Since then, inflation has continued to track below the central bank's target band, and whole milk powder prices slumped at the most recent GlobalDairyTrade auction, prompting traders to price in an outside chance Wheeler would cut the key rate by half a percentage point at today's meeting.
Wheeler today dropped his reference to the New Zealand dollar being unjustifiably and unsustainably high - criteria which warrant intervention - while saying its significant decline since April and lower interest rates have led to easier monetary conditions.

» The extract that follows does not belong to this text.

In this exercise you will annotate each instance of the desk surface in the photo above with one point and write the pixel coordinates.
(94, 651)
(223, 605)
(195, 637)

The Reserve Bank reiterated the currency was at "unjustifiable and unsustainable levels" in its state of corporate intent, released last month, having removed the reference in the June 11 monetary policy statement.
"While the currency depreciation will provide support to the export and import competing sectors, further depreciation is necessary given the weakness in export commodity prices," Wheeler said.
The New Zealand dollar rallied after the Reserve Bank cut its official cash rate because language around the statement was less pessimistic than the market was expecting.
The Kiwi hit US66.40c immediately after the 9 am statement from US65.70c just before, later dropping back to US66.20c in the minutes following.
"The whole statement was a little bit less dovish than the market had expected," Sam Tuck, senior foreign exchange strategist at ANZ Bank, said.
Reserve Bank Governor, in a statement, said further depreciation was "necessary" given commodity price weakness, but the usual references to "unsustainable" and "unjustified" - a common feature of previous official cash rate reviews - were removed.
"The currency comment was significantly altered when the word 'unjustified' was dropped completely," Tuck said.
"Overall we don't expect that it changes the (downward) track for the New Zealand dollar," he said.
Chief executive of the Real Estate Institute of New Zealand, Colleen Milne, said the most important consideration for property markets in terms of interest rates seemed likely to be the extent of any further reductions over the next few months.
"Our soundings indicate that there are expectations that the official rate could come down to 2-2.5 percent," said Milne.
"In the short term lower interest rates would tend to put upward pressure on prices - particularly in Auckland, and perhaps also in regions where recent feedback suggests there has been some involvement from Auckland-based investors.
"Demand pressures remain high in comparison with the build rate for new dwellings."
Milne pointed also pointed out that about two-thirds of the population lived outside Auckland and their perceptions of market prospects could change.
"The reduced dairy payout, whilst not a key factor in the Auckland market, may be influential in the other regions," she said.
PM talks up economy
Prime Minister John Key this week tried to talk up the economy, saying the nation was growing at a "respectable rate" and that New Zealanders shouldn't talk themselves into "a gloomy mind-set" over the prospect of a weaker Chinese economy and Greece's latest bailout, which were weighing on global markets.
The Reserve Bank has been juggling the competing tensions of a strong dollar eroding export receipts against rapid house price gains in Auckland, and settled on imposing new lending restrictions on property investment loans as a means to try and cool the housing market from October.
Wheeler said Auckland house prices are still rising at a rapid pace, though outside the nation's biggest city house price inflation was "relatively low." Increased building activity is underway in Auckland, though "it will take some time for the imbalances in the housing market to be corrected," he said.
Between March and July last year Wheeler hiked rates 100 basis points from a record low to 3.5 per cent, making New Zealand one of the first developed countries to lift interest rates since the global financial crisis in 2008, when credit markets collapsed.
Since September the central bank's tightening bias has been on hold, and last month it cut rates by 25 basis points, taking it to 3.25 per cent, while signalling further cuts could come.